Total Synthesis and Antibacterial Evaluation of Lupinifolin and Its Natural Analogues.

In this study, lupinifolin ( 1 ) and its natural analogues, mundulin ( 2 ), minimiorin ( 3 ), khonklonginol H ( 4 ), flemichin D ( 5 ), and eriosemaone A ( 27 ), were obtained by chemical synthesis for the first time. Key steps involved an electrocyclization to build the linear pyran rings and a Claisen/Cope rearrangement to install the 8-prenyl substituents.
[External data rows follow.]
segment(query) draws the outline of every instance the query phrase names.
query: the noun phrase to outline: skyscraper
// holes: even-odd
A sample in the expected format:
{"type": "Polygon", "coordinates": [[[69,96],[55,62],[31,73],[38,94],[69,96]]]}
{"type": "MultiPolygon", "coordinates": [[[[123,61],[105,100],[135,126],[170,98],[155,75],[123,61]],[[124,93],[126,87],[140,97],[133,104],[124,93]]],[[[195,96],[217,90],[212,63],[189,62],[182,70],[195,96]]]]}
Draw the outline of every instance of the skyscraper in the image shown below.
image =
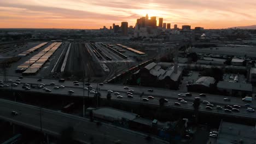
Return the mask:
{"type": "Polygon", "coordinates": [[[171,23],[167,23],[167,29],[171,29],[171,23]]]}
{"type": "Polygon", "coordinates": [[[166,23],[162,23],[162,28],[166,28],[166,23]]]}
{"type": "Polygon", "coordinates": [[[158,24],[158,26],[160,27],[162,27],[162,21],[164,20],[163,18],[159,18],[159,22],[158,24]]]}
{"type": "Polygon", "coordinates": [[[177,28],[178,28],[178,26],[177,26],[177,25],[174,25],[174,28],[175,29],[177,29],[177,28]]]}
{"type": "Polygon", "coordinates": [[[127,31],[128,29],[128,22],[122,22],[121,25],[123,35],[127,35],[127,31]]]}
All compounds were assessed for their in vitro antimicrobial activities against clinically relevant human pathogens, including one Gram-negative bacterial strain ( E. coli ATCC 25922) and four Gram-positive bacterial strains ( S. aureus ATCC 29213, E. faecalis ATCC 29212, MRSA21-5, and VRE ATCC 51299). The result indicated that eriosemaone A ( 27 ) was the most potent one against Gram-positive bacteria, with minimum inhibitory concentrations in the range of 0.25-0.5 μg/mL. Mechanistic studies indicated that 27 has good membrane-targeting ability to bacterial inner membranes and can bind to phosphatidylglycerol and cardiolipin in bacterial membranes, thereby disrupting the bacterial cell membranes and causing bacterial death.